Transhumanism is not really new. It is Gnosticism for the new millenium. Many transhumanists operate on the same values and assumptions as the Gnostics of the second and third centuries. The Christians of that time thought the distinction between Gnosticism and Orthodoxy, however nuanced, was worth pointing out. Perhaps it still is.


  1. Hi James,

    Thanks for writing this. I find it interesting in several ways, notably because I consider myself a Christian transhumanist, and I embrace transhumanism precisely because I reject gnosticism. It is the embrace of the physical world which requires us to see science and technology as a natural outgrowth of our creation in the image of God. It is the embrace of the physical world which requires us to attempt solutions to problems like disease, hunger, and extreme poverty. Just like you, I see the importance of this as being connected to biblical eschatology.

    To me, this is inescapably transhumanism.

    Of course, there are many, many voices in the broadly transhumanist world. We in the Christian Transhumanist Association are trying to work to make our voice a little clearer. :)

    1. Hi Micah, thanks for your comments! I very much appreciate your take on transhumanism (which is why I linked to your article), and I agree that transhumanism doesn’t have to be gnostic. I hope it was clear in my article that my criticism is directed toward the thread of humanist thought that devalues our embodiment. Sadly, that tends to be the most prominent voice among the many that you mentioned. I’m glad there are Christians like yourself bringing a different perspective in this area.

  2. Hey guys:
    I’m going to have to disagree with you guys on a couple of things. First, isn’t the Christian transhumanism a little too progress-oriented? Although scientific and even philosophical discovery is inherently progressive, God isn’t. As He created our bodies is how they are supposed to be. There can’t be an improvement on perfection. Science can help us learn and do more, but we can’t BE more unless God recreates us. What do you think of this?
    By the way, I do enjoy your blog James.

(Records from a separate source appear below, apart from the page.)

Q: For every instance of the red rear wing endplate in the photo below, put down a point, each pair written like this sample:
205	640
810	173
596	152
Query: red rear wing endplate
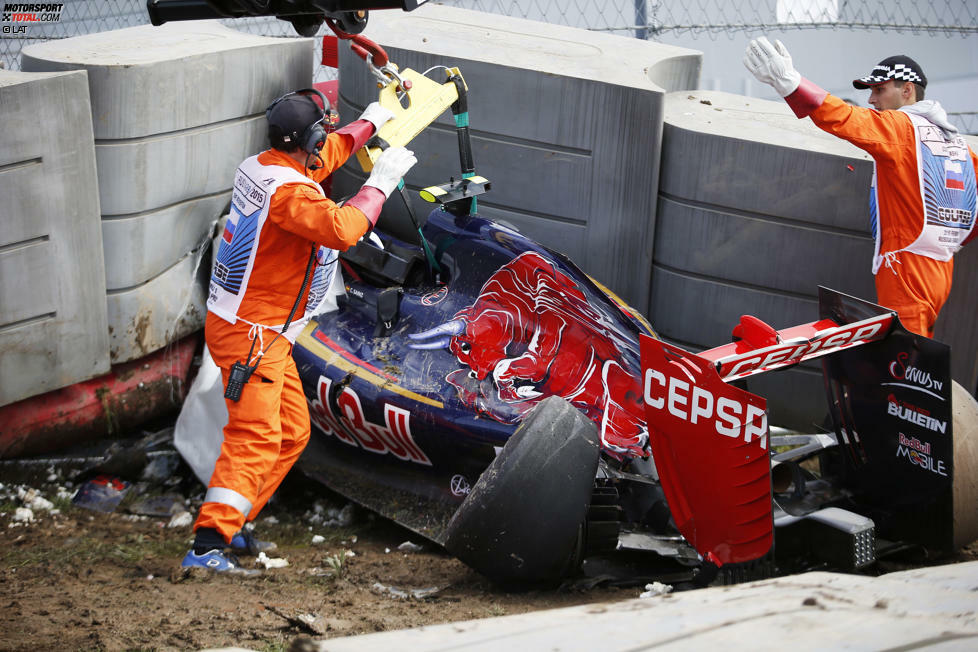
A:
709	439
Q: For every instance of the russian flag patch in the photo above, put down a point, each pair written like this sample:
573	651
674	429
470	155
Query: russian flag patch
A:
953	175
229	231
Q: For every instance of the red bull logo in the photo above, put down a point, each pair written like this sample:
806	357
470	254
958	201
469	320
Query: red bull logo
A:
530	334
351	426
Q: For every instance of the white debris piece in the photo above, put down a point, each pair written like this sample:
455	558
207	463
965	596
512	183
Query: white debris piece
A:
654	589
181	519
271	562
342	518
402	594
24	515
33	499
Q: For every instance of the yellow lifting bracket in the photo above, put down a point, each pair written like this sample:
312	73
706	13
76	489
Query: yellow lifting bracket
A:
425	98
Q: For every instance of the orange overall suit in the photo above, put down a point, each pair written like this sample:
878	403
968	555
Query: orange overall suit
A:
915	282
269	240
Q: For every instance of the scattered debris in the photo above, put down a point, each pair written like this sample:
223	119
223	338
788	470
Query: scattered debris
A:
271	562
402	594
23	515
183	519
103	493
33	500
655	589
312	623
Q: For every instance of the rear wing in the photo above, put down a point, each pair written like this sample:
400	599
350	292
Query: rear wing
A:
710	439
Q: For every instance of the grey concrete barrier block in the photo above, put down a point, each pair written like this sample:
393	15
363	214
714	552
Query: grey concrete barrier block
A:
52	276
756	210
175	108
146	318
144	245
956	324
148	174
565	123
153	80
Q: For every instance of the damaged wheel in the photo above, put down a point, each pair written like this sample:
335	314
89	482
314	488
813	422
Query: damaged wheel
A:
965	492
520	522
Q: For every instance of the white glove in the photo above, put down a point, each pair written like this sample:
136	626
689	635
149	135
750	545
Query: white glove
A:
376	114
391	165
771	64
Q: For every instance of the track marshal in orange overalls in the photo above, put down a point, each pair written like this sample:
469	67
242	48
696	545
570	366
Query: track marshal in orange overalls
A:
273	269
923	199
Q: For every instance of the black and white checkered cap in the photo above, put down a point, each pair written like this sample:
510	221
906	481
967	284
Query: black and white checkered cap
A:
899	68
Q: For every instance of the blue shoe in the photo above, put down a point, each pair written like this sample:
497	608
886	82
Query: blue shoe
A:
244	541
217	561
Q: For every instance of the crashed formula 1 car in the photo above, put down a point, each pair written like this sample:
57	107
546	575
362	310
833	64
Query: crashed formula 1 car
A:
481	390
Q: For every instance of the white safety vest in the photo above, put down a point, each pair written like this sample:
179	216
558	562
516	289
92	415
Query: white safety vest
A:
946	178
254	185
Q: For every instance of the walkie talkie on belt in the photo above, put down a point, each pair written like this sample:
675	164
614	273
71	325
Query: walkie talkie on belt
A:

    1. Thanks, Patrick! I understand your concern. To be clear, I probably would not categorize myself as a transhumanist, because I don’t think we can change our own nature. But I do think we can and should try to find innovative ways to fight disease and poverty, to extend human life expectancy, to be good stewards of the environment, etc. To me, that’s not necessarily transhumanism, even though it’s compatible with some of transhumanism’s goals. Micah may disagree with me.

  3. James, et. al, interesting article and comments. Thank you all.

    Micah Redding wrote “We in the Christian Transhumanist Association are trying to work to make our voice a little clearer.” I would add that the CTA should have a role in better defining what a Christian transhumanist would look like. I do not accept the notion that Christianity is Transhumanism. Nor do I consider myself to be a transhumanist. I am a Christian, and I joined the CTA to support applications of technology that are consistent with scripture.

    Now, regarding Patrick W. Randolph’s comment, I share his skepticism of progress, but I do not regard humans in their present state as perfect. God deemed His finished creation as “very good,” and He gave mankind work to do. That suggests a collaboration between God and man in making creation habitable, in exercising dominion. Sin, of course, has deeply disrupted this collaboration in ways that we have trouble sorting out in our fallen state. So I do not accept the transhumanist vision at face value, but I do not rule out the possibility that it could play a role in God’s providence.